Molto più terreno l'amore ai tempi dei Chromatics: Kill for Love esplode in immagini di decadente disco di vetro, trascinandoci in tourbillon di flutes di champagne, passioni fedifraghe, e abiti da sera argentei, mentre Giorgio Moroder in smoking patrocina un'atmosfera festante che scricchiola sinistra come l'ossessivo synth del brano: continuare a ballare eleganti mentre l'universo cade a pezzi. Si chiama classe, dolcezza, come quelle sfoggiata nel 1981 dai Japan in Ghost: Bruma metallica ed echi di abbandonati palazzi della cortina di ferro, immortalati da foto di scena rubate dal film The Hunger (Miriam si sveglia a mezzanotte), il funambolismo di Mike Karn resta in panchina, per dare maggior risalto alla seta vocale dell'androgino David Sylvian, assoluta protagonista del brano, resa immagnifica dai delicati colpi di xilofono del ritornello, cui replicano gli accordi caldi ed oscuri delle tastiere, sul cui dondolare ci salutiamo.
Per poco.
Spero.
Seriously.
Compilazio_11 disponibile qui
Traccia (Gruppo; Album)
01.King Kong Brigade (Off!;Off!)
02.Pyramid mirrors (Anywhere;Anywhere)
03.I Will Dare (Replacements;Let it be)
04.Where Is The Weekend (Terry Malts; Killing Time)
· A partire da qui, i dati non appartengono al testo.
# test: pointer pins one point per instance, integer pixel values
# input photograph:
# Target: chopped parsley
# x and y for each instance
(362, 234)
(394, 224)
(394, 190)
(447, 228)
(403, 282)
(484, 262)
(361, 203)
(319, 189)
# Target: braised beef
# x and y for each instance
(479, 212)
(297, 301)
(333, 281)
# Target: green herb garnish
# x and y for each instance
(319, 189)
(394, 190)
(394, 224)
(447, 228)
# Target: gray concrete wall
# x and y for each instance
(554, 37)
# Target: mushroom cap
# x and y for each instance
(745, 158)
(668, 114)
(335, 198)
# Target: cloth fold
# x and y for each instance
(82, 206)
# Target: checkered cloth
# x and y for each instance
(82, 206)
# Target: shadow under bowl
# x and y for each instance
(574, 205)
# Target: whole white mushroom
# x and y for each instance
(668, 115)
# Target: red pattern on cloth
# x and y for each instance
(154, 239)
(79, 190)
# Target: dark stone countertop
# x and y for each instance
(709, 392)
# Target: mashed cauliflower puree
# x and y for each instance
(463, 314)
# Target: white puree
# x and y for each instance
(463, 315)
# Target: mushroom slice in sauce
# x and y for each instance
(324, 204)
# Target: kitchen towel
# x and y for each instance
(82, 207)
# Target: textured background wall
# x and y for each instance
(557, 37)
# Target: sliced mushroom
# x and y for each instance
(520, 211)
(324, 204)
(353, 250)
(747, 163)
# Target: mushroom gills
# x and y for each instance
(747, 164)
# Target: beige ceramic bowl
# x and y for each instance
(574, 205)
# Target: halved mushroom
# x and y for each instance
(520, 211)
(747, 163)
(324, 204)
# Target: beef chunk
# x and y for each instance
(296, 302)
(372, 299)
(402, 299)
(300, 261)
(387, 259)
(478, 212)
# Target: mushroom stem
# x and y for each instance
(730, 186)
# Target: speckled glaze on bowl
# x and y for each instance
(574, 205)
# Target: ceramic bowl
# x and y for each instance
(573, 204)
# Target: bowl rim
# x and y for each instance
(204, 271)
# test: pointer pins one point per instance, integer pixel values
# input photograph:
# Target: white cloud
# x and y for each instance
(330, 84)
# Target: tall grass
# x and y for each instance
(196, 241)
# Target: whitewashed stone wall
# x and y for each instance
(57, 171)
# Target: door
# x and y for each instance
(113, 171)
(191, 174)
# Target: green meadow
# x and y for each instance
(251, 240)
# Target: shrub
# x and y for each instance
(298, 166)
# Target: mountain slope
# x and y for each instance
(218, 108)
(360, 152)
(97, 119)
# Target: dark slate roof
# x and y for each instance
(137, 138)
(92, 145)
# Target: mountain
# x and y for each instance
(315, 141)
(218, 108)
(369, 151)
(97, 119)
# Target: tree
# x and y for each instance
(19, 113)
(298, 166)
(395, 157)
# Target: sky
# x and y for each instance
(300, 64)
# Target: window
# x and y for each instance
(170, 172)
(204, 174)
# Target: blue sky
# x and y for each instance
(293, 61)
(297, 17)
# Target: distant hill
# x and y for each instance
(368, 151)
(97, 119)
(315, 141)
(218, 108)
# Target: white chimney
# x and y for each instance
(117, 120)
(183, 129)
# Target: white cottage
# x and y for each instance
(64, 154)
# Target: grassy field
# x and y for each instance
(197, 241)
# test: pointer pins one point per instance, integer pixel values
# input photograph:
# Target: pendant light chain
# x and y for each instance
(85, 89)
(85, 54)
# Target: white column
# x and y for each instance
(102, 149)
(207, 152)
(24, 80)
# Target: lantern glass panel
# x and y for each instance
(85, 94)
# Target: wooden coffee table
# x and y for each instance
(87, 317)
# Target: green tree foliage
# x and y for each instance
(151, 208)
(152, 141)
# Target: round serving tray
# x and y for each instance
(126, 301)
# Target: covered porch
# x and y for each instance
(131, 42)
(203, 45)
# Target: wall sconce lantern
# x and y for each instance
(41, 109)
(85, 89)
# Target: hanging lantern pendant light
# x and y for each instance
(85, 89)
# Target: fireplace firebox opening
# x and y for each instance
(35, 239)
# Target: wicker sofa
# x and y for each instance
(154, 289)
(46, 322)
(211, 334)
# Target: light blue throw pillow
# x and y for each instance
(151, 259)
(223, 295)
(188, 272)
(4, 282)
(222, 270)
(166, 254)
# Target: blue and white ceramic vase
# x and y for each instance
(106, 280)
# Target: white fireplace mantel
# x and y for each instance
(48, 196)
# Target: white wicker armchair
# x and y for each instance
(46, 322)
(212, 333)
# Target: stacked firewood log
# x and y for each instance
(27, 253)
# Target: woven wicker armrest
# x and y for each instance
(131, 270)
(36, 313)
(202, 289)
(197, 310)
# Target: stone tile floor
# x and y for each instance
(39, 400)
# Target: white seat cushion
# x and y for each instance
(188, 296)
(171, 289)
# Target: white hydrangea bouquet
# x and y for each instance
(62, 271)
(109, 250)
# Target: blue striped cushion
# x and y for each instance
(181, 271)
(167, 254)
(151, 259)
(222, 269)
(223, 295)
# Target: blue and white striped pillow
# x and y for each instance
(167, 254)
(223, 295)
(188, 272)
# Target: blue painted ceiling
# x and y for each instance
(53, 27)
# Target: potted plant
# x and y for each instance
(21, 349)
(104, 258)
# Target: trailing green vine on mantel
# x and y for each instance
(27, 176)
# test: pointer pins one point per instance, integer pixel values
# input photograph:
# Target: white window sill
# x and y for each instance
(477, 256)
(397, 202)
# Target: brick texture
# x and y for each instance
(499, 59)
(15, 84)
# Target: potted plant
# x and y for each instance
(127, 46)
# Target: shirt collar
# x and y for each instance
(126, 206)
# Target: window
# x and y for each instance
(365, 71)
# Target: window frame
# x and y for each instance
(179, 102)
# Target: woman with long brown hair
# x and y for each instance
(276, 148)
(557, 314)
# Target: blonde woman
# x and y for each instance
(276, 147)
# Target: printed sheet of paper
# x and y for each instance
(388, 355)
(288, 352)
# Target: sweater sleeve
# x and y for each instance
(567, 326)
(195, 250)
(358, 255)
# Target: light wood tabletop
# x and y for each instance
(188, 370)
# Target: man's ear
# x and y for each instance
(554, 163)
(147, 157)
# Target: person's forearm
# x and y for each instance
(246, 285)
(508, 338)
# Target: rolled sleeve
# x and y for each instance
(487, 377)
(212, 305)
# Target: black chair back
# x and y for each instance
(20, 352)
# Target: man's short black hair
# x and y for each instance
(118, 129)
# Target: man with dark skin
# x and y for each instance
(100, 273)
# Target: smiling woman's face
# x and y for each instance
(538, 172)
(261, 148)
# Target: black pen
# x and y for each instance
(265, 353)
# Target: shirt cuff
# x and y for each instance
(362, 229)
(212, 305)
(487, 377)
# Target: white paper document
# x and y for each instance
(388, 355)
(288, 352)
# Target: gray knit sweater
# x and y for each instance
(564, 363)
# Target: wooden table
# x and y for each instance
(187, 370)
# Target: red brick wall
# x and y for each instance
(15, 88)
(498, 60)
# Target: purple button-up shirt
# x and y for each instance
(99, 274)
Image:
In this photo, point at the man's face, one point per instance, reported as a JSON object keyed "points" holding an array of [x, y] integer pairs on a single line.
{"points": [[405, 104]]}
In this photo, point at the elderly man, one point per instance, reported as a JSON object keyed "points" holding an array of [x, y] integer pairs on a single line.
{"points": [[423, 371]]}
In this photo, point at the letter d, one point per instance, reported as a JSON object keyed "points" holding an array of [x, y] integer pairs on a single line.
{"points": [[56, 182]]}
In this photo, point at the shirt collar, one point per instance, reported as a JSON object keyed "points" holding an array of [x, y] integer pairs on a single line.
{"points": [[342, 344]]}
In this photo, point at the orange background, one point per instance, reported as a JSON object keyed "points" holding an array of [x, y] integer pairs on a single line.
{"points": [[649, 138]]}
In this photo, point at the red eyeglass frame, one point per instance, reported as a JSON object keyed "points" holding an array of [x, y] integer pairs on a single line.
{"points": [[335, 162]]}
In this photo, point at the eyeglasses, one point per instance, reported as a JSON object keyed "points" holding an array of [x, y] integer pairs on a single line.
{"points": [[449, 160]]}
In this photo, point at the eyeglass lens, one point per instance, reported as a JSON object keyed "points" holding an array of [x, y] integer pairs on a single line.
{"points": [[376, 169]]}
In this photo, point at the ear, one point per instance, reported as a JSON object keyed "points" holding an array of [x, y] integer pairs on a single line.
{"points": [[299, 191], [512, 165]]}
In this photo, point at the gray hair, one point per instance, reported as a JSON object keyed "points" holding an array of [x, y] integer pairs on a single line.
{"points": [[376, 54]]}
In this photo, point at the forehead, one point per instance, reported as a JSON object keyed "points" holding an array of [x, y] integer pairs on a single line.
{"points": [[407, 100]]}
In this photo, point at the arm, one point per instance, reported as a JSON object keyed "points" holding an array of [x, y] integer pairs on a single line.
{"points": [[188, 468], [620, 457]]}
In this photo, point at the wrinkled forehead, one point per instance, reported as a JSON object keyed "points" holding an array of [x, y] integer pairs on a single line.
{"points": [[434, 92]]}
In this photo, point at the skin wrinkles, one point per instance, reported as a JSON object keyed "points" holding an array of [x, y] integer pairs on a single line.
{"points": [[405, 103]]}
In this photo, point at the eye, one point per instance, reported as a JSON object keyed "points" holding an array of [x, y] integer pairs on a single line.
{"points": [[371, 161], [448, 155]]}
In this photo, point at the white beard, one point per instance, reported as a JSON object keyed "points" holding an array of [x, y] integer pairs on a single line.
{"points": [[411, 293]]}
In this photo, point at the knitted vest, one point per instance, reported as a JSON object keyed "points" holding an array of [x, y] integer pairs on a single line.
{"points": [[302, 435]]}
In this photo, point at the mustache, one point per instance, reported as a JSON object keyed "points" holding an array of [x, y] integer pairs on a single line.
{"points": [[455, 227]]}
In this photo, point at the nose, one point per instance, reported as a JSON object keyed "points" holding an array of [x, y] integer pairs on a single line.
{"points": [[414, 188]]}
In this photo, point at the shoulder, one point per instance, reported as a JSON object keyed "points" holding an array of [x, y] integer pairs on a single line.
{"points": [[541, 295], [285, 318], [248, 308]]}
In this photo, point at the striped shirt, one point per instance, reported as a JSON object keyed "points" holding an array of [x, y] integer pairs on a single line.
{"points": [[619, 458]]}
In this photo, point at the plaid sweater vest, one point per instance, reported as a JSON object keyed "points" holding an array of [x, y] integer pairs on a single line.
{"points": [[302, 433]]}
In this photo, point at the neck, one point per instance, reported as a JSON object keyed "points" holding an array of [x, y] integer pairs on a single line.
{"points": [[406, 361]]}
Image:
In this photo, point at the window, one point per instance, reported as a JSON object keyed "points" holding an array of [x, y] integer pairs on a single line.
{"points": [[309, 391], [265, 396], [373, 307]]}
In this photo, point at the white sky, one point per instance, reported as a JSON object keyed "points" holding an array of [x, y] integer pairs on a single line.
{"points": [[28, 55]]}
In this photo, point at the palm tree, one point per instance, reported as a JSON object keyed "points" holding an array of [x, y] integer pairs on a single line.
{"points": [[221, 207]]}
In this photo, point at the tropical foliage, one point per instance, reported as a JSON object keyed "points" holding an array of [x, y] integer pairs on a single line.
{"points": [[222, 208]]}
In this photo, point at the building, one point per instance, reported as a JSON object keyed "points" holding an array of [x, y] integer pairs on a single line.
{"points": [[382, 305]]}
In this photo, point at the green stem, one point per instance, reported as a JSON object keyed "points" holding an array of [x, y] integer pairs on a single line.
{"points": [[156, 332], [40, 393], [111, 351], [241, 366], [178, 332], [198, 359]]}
05.falling and laughing (Orange Juice; You Can't Hide Your Love Forever)
06.0048-0729 (Olafur Arnalds; Eulogy for Evolution)
07.She's Long gone (Black Keys; Brothers)
08.Ladies and Gentlemen We Are Floating In Space (Can't Help Falling In Love) (Spiritualized; Ladies and Gentlemen We Are Floating In Space)
09.Kill For Love (Chromatics; Kil for Love)
10.Ghosts (Japan; Tin Drum)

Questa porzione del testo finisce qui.